On a more somber note, yesterday marked the end of Pan Am Railways. Originally formed as Guilford Rail System, it was created by Timothy Mellon in 1981 as essentially a Conrail of New England. It began with the purchasing of the Maine Central, followed immediately by also buying the bankrupt Boston & Maine and it's subsidiary Springfield Terminal, and within the same year placement of a bid on Delaware & Hudson. Guilford Rail System ended up with the B&M and ST, and Norfolk & Western sold D&H for the princely sum of $500,000 to smooth the impending Norfolk Southern merger.
Guilford Rail Systems ultimately became the industry-wide butt of jokes, often referred to as Guilford Fail System, and was plagued with legal troubles, sickly finances, abandonments, derailments, crumbling infrastructure, aging motive power, poor labor relations, and lengthy and violent strikes. Attempts at expansion (including an ambitious plan with Norfolk Southern to run trains all the way to St. Louis over Conrail rails revolving around NS being the sole purchaser of Conrail) fell through, the D&H quickly fell into bankruptcy and was castoff, and people were generally irritated at seeing some long-standing, once-proud railroads have their names run through the mud.
Through the '90s, Guilford began to turn things around and turn itself into a somewhat respectable Class III regional.
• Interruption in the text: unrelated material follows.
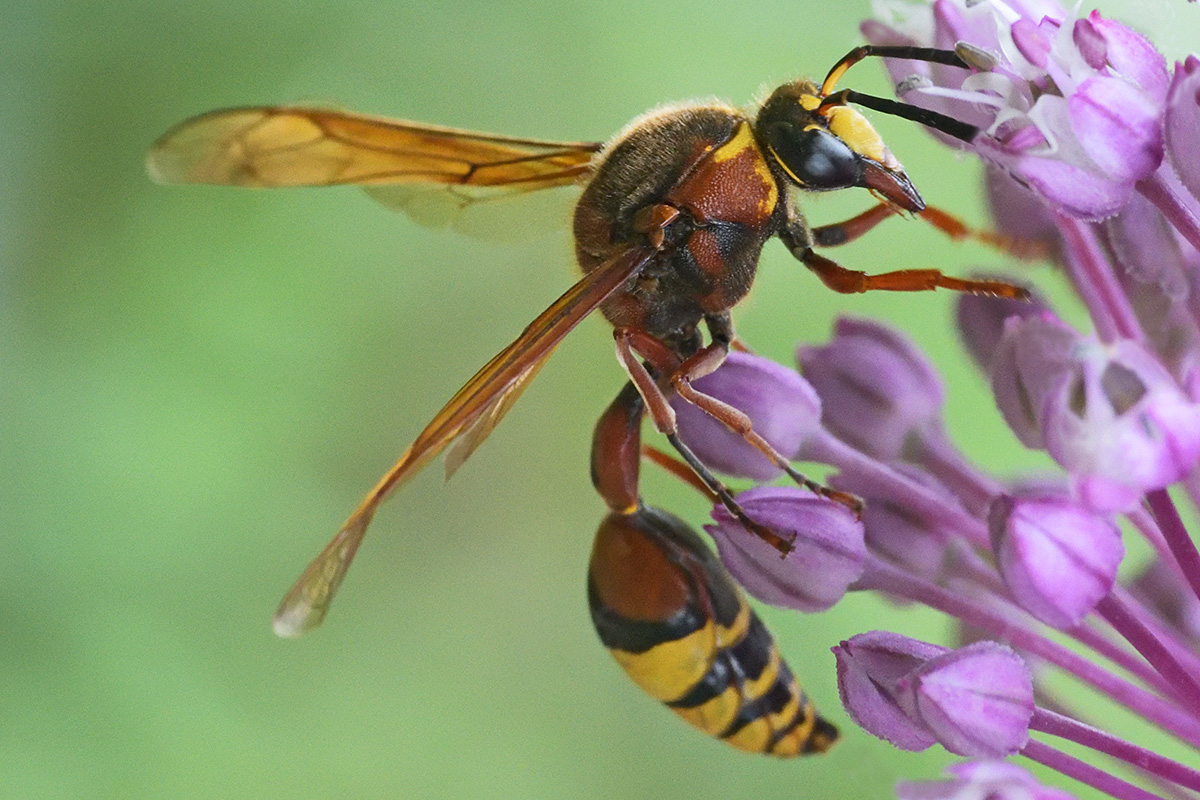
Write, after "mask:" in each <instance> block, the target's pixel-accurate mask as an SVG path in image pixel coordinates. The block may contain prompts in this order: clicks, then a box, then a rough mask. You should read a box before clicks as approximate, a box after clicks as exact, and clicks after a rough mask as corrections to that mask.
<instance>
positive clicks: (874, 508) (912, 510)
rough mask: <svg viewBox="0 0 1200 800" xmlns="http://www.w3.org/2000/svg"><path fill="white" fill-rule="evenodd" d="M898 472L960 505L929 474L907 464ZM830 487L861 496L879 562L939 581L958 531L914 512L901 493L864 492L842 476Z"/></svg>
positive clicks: (916, 574) (925, 515)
In 1998, Guilford purchased the rights to the Pan Am World Airways colors, name and logo, and in 2006 rebranded itself as Pan Am Railways, likely to distance itself from the many PR black eyes attached to the Guilford name. It also began a jointly-owned company with Norfolk Southern, called the Pan Am Southern, to give Norfolk Southern an extension from Albany to Boston.
In 2020, Pan Am Railways was put up for sale and CSX stepped up to the plate. There was lengthy discussions, with local residents, politicians and businesses concerned that CSX would begin cutbacks of employees and service, and Norfolk Southern was worried that CSX would shut them out of New England. The end compromise was that Pan Am Southern would be spun off as a new railroad, called Berkshire & Eastern, with CSX and NS both owning 50% and Genesee & Wyoming handling the day-to-day operations.
The end of Pan Am brings several preservation worries aboutthe fate of historic (and possibly haunted) Hoosac Tunnel, the Office Car Special EMD FP9As and passenger cars, and the two big wreck trains that used old Industrial Brownhoist wrecker cranes and a number of old heavyweight Boston & Maine passenger cars.